Multimodal retrieval methods have limitations in handling complex, compositional queries that require reasoning about the visual content of both the query and the retrieved entities. On the other hand, Large Multimodal Models (LMMs) can answer with language to more complex visual questions, but without the inherent ability to retrieve relevant entities to support their answers. We aim to address these limitations with UniCoRN, a Unified Commented Retrieval Network that combines the strengths of composed multimodal retrieval methods and generative language approaches, going beyond Retrieval-Augmented Generation (RAG). We introduce an entity adapter module to inject the retrieved multimodal entities back into the LMM, so it can attend to them while generating answers and comments. By keeping the base LMM frozen, UniCoRN preserves its original capabilities while being able to perform both retrieval and text generation tasks under a single integrated framework. To assess these new abilities, we introduce the Commented Retrieval task (CoR) and a corresponding dataset, with the goal of retrieving an image that accurately answers a given question and generate an additional textual response that provides further clarification and details about the visual information. We demonstrate the effectiveness of UniCoRN on several datasets showing improvements of +4.5% recall over the state of the art for composed multimodal retrieval and of +14.9% METEOR / +18.4% BEM over RAG for commenting in CoR.

Paper Structure

This paper contains 21 sections, 8 equations, 5 figures, 4 tables.

Figures (5)

  • Figure 1: Commented retrieval. Given an query image and question, UniCoRN can retrieve an image from a database and can produce a textual answer that offers further clarification and details.
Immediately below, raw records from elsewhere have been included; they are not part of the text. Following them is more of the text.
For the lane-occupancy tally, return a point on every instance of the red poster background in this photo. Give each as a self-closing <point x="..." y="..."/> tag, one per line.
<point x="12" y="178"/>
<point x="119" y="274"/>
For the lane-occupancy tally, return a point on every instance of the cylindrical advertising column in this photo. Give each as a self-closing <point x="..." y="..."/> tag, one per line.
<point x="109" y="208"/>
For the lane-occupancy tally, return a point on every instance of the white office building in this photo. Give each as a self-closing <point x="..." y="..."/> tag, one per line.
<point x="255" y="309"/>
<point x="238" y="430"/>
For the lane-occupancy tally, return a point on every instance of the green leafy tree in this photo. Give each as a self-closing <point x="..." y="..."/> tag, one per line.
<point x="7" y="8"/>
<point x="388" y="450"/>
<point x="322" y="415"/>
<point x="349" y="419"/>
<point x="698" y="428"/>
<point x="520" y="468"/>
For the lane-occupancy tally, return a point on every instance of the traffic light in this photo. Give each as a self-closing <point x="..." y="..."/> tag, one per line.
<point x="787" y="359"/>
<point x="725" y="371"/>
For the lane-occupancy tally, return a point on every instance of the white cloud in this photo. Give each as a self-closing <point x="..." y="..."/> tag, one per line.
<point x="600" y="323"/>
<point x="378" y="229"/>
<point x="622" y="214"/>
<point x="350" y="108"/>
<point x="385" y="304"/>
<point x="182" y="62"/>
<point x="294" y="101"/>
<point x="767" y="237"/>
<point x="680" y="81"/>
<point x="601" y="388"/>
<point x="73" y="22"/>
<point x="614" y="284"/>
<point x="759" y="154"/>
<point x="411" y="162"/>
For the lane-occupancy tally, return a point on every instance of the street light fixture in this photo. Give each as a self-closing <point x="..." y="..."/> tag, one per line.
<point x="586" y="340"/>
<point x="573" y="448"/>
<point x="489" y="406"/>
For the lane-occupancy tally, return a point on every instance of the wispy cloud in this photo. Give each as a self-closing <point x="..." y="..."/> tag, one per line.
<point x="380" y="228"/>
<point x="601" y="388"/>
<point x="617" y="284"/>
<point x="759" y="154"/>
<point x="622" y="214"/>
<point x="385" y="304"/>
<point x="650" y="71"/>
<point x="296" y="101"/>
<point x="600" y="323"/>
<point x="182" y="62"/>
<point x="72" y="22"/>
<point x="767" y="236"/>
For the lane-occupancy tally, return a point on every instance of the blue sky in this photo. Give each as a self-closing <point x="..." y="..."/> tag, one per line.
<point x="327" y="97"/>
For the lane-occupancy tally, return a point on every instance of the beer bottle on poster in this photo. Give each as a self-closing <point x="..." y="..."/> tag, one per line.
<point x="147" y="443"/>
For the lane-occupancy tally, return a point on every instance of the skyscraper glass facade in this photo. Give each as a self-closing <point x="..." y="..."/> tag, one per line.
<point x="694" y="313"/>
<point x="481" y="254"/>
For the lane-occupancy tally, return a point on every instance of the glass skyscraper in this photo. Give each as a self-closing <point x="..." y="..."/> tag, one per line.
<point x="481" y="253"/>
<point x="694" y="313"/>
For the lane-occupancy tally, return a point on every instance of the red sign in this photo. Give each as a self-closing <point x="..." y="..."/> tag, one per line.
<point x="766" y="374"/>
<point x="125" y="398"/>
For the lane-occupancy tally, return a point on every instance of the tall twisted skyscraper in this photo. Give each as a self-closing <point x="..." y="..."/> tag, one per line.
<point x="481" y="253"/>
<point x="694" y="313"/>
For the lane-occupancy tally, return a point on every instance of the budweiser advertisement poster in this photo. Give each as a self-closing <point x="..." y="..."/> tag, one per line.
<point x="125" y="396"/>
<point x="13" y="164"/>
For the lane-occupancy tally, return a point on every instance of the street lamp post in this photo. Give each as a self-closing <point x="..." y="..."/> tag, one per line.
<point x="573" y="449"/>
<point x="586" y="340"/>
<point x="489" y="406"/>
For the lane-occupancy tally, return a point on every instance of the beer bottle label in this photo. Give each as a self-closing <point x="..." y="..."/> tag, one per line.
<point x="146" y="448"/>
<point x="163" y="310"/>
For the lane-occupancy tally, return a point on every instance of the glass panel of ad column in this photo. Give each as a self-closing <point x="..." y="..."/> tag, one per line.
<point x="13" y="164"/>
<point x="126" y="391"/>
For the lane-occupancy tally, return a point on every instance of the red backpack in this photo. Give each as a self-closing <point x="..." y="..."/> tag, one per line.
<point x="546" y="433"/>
  • Figure 2: Comment-aware Retrieval. The query is inputed to both a CLIP-trained image-text encoder and an LMM. The LMM representation is projected to the space of the image-text encoder. Alignment of query and targets is done using contrastive loss.
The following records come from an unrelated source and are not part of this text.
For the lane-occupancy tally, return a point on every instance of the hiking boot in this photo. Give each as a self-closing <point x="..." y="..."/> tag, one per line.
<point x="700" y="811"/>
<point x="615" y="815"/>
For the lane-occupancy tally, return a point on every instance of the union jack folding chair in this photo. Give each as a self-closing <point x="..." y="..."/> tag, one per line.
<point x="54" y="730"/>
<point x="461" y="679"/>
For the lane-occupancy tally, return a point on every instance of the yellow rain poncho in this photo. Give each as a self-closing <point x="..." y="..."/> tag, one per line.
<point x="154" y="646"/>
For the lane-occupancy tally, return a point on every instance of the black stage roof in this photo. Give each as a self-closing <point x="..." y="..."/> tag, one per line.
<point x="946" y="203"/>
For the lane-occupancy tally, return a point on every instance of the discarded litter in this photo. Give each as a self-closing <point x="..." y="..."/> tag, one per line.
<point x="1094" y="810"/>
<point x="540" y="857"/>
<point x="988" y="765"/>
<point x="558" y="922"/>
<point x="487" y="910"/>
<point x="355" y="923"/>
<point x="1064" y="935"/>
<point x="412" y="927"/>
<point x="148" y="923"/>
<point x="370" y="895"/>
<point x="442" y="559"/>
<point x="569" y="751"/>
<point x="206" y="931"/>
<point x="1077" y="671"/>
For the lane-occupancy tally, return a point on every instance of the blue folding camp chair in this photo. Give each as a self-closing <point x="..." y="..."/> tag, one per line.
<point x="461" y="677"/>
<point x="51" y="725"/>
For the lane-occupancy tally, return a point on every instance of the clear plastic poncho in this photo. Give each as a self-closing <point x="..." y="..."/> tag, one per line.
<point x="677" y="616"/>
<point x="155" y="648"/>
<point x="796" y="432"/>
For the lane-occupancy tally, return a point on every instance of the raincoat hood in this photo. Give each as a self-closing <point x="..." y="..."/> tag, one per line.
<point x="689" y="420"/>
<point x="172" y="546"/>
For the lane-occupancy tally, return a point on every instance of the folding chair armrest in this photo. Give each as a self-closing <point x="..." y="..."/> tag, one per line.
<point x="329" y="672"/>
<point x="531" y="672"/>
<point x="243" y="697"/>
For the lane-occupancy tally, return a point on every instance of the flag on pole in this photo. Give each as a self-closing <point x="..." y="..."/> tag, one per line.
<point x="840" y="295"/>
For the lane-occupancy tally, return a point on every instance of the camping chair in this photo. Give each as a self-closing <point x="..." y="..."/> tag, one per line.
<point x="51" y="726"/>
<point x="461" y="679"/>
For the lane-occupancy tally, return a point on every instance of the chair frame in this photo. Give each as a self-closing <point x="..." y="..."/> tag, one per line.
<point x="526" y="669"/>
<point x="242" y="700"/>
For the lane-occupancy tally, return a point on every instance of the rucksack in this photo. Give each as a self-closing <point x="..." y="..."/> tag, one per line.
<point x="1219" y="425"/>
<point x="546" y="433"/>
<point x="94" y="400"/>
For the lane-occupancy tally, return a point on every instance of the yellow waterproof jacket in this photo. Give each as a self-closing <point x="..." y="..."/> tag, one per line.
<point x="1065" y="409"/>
  • Figure 3: Retrieval-aware Generation. The query image and text are fed to the LMM, which asks the retriever for relevant entities. The best entity is provided to the user and adapted into the LMM, so it can attend to it for generating a useful comment.
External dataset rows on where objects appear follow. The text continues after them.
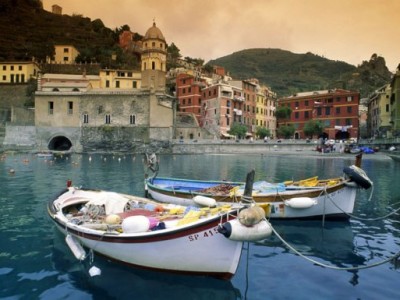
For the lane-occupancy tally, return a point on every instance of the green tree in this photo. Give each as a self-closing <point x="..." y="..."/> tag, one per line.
<point x="283" y="112"/>
<point x="238" y="130"/>
<point x="313" y="127"/>
<point x="262" y="132"/>
<point x="173" y="56"/>
<point x="286" y="131"/>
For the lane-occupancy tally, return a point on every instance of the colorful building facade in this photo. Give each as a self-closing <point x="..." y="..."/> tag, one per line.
<point x="337" y="109"/>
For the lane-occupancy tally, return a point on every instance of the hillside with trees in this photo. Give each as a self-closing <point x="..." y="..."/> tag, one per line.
<point x="27" y="31"/>
<point x="288" y="73"/>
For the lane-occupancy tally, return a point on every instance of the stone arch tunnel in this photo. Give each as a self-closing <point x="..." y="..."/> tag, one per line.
<point x="60" y="143"/>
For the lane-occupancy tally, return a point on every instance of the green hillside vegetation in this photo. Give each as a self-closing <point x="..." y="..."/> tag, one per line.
<point x="288" y="73"/>
<point x="29" y="31"/>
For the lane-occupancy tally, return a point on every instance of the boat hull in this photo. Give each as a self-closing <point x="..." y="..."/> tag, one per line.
<point x="336" y="201"/>
<point x="197" y="248"/>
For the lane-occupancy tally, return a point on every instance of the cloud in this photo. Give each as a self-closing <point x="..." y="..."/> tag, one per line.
<point x="349" y="31"/>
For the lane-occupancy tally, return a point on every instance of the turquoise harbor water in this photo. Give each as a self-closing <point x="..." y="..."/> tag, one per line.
<point x="35" y="263"/>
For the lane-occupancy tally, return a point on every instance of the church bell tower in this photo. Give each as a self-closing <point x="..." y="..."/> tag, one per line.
<point x="154" y="59"/>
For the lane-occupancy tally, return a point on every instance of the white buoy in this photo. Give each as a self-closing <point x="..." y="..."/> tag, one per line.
<point x="135" y="224"/>
<point x="236" y="231"/>
<point x="300" y="202"/>
<point x="94" y="271"/>
<point x="75" y="247"/>
<point x="204" y="201"/>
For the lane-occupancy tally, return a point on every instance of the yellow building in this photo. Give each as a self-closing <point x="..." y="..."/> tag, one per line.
<point x="379" y="113"/>
<point x="67" y="82"/>
<point x="260" y="108"/>
<point x="154" y="59"/>
<point x="120" y="79"/>
<point x="18" y="71"/>
<point x="65" y="54"/>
  • Figure 4: Qualitative results retrieval. We show retrieved images for UniIR and UniCoRN on three datasets. Captions are not displayed because of space limits.
  • Figure 5: Qualitative results. We show retrieved images and comments for UniIR with RAG and UniCoRN on two different datasets. Comments highlighted in red indicate responses that either do not answer the original question or are not related to the retrieved image.